Kajal, a 26-year-old Dalit woman and Bhawna, a 21-year-old woman who belongs to an Other Backward Class decided to live together after reading about the Supreme Court verdict in an Instagram post. “We felt, we’re not criminals anymore. No one can stop us now,” Kajal said.

Yet, barely a few months later, they sought the protection of the Delhi high court. They asked the court to protect their constitutional right to live with a partner of their choice, and said that Bhawna’s family was threatening to harm them.

“One of Bhawna’s relatives threatened to kill me and my family members,” Kajal said. Bhawna who grew up facing gender-based discrimination at home was assaulted by members of her family after her relationship came to light. They stopped her from going to college, confiscated her phone and kept her virtually imprisoned.

In May 2019, the court ruled that they were free to live with each other, being consenting adults, and provided them police protection. In a later hearing, however, it also asked Bhawna to keep in touch with her family, and withdrew police protection.

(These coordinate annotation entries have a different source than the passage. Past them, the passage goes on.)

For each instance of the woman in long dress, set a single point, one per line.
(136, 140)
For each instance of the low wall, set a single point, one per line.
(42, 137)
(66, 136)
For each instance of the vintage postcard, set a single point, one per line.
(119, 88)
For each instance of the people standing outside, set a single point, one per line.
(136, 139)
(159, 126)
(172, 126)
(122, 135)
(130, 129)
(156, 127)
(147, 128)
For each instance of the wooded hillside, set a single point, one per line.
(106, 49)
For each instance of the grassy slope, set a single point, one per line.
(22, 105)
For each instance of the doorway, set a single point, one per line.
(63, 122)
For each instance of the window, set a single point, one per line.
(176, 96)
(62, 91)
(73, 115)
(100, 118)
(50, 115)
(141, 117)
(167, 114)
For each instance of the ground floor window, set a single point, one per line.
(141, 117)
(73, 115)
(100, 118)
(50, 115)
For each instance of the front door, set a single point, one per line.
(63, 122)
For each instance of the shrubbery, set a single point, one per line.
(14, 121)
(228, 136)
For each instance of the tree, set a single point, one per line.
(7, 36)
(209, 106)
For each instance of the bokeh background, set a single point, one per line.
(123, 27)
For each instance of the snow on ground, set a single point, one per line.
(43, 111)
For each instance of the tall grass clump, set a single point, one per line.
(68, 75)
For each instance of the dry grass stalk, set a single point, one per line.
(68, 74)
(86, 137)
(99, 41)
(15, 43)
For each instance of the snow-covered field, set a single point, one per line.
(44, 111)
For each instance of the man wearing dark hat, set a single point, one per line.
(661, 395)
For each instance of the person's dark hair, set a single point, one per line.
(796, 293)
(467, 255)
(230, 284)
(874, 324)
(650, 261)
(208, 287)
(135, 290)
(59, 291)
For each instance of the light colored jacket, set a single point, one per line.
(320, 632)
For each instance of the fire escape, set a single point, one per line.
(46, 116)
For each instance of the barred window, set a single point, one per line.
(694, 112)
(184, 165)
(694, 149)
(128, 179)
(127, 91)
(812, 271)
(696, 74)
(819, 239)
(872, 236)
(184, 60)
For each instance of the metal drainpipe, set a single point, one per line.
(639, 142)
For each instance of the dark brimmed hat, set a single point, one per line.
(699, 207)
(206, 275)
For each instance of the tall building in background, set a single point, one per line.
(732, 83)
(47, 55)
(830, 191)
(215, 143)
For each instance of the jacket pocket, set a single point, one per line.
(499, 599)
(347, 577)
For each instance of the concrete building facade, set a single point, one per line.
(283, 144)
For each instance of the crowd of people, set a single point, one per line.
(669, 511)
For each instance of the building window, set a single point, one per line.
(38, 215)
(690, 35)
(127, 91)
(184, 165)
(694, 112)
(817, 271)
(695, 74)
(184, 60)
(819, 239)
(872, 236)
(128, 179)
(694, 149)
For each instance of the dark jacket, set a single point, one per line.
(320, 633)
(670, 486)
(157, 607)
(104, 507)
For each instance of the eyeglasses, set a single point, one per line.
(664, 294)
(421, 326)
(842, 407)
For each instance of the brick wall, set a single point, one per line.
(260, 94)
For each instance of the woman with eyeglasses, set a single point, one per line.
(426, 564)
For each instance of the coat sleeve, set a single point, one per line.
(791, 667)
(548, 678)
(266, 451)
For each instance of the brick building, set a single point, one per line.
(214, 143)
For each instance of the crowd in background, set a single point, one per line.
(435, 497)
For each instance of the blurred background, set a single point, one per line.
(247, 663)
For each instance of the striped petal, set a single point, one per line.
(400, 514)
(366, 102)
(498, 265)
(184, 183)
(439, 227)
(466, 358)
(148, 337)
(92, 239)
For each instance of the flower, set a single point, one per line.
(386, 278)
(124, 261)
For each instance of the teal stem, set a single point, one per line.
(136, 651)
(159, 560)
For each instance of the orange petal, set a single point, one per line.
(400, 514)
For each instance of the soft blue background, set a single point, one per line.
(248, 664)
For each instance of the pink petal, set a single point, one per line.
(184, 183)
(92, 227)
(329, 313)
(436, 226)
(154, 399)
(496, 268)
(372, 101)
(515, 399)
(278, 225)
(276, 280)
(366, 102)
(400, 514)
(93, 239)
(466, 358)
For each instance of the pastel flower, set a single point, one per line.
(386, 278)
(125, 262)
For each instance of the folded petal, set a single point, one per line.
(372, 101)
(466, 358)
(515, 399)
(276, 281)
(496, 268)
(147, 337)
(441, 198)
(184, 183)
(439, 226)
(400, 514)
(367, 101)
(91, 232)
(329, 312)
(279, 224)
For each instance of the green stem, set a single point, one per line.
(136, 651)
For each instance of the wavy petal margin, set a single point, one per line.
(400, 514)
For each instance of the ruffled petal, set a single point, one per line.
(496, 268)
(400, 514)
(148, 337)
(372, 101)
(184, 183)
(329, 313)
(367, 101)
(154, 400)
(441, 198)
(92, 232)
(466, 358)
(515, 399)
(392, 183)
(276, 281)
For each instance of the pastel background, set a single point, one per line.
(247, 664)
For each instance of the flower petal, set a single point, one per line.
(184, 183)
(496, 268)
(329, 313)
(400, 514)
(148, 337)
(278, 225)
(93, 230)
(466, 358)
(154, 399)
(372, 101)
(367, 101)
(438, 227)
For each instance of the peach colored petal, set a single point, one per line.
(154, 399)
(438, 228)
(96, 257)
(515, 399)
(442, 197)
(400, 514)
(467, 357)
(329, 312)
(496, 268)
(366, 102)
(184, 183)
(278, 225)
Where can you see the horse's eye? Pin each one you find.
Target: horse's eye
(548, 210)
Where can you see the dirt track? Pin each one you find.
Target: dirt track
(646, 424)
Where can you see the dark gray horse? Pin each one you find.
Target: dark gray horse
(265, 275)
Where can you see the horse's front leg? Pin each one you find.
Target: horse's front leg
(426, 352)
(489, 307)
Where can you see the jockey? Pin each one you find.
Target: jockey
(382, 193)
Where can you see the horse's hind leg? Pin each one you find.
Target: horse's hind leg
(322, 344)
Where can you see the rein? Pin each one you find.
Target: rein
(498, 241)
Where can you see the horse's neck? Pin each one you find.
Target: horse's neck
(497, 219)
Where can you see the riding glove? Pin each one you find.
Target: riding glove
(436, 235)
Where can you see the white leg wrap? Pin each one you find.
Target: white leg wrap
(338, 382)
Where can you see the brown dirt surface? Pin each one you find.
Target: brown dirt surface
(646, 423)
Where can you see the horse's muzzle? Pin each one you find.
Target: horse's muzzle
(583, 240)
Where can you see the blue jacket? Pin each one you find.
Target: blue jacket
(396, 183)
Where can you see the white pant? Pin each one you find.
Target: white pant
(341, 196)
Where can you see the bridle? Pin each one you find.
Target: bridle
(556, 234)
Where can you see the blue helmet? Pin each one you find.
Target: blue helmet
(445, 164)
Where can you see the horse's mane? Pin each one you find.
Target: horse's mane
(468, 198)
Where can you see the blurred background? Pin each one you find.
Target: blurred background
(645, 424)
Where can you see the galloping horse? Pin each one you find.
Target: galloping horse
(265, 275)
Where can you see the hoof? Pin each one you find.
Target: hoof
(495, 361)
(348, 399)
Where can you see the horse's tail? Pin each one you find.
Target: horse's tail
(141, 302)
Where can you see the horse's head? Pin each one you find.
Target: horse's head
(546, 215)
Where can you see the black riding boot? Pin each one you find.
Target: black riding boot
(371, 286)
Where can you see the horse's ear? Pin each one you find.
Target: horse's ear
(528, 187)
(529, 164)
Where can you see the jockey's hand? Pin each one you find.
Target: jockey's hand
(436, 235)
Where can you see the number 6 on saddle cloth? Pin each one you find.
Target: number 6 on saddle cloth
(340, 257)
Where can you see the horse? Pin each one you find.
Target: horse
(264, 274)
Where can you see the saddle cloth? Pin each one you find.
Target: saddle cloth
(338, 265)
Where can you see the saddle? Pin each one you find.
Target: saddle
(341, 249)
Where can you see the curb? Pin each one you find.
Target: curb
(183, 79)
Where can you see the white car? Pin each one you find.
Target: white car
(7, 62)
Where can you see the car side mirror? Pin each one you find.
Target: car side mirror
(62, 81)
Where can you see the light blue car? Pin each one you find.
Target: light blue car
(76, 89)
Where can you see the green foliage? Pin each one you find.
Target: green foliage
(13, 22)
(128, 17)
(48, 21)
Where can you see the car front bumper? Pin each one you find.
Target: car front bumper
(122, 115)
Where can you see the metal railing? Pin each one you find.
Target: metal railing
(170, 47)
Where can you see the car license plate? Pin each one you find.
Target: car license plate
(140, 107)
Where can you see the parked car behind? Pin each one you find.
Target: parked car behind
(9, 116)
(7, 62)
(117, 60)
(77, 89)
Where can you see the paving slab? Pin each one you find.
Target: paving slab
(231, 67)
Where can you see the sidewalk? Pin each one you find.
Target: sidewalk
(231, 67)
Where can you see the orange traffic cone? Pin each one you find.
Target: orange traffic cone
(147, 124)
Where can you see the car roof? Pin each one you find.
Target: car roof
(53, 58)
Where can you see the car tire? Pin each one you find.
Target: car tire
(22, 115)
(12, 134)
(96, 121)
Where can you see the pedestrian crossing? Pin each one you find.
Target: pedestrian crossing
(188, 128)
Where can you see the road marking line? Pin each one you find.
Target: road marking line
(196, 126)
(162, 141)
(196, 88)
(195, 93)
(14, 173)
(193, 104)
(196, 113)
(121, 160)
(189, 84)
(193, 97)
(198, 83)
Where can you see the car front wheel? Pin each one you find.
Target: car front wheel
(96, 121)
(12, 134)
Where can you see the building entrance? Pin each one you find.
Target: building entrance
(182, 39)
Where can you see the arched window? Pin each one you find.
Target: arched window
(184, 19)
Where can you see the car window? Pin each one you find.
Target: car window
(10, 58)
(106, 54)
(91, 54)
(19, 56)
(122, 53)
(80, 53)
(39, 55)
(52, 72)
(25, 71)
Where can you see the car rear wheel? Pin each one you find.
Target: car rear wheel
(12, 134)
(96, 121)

A year later, Bhawna still faces harassment from her family members. They turned up outside her college in February, while she gave her exams.

“My family approached the principal of my college and asked for her help to send me home. So I told the principal that I am a lesbian, and that the Delhi high court has given me an order that allows me to live with my partner. The principal said, no one will touch you,” Bhawna said.

“I’m always afraid that my family members will turn up. But the shelter home [where the couple stayed last year after the court order] was amazing to us. I am so thankful for the people who help us to be together.”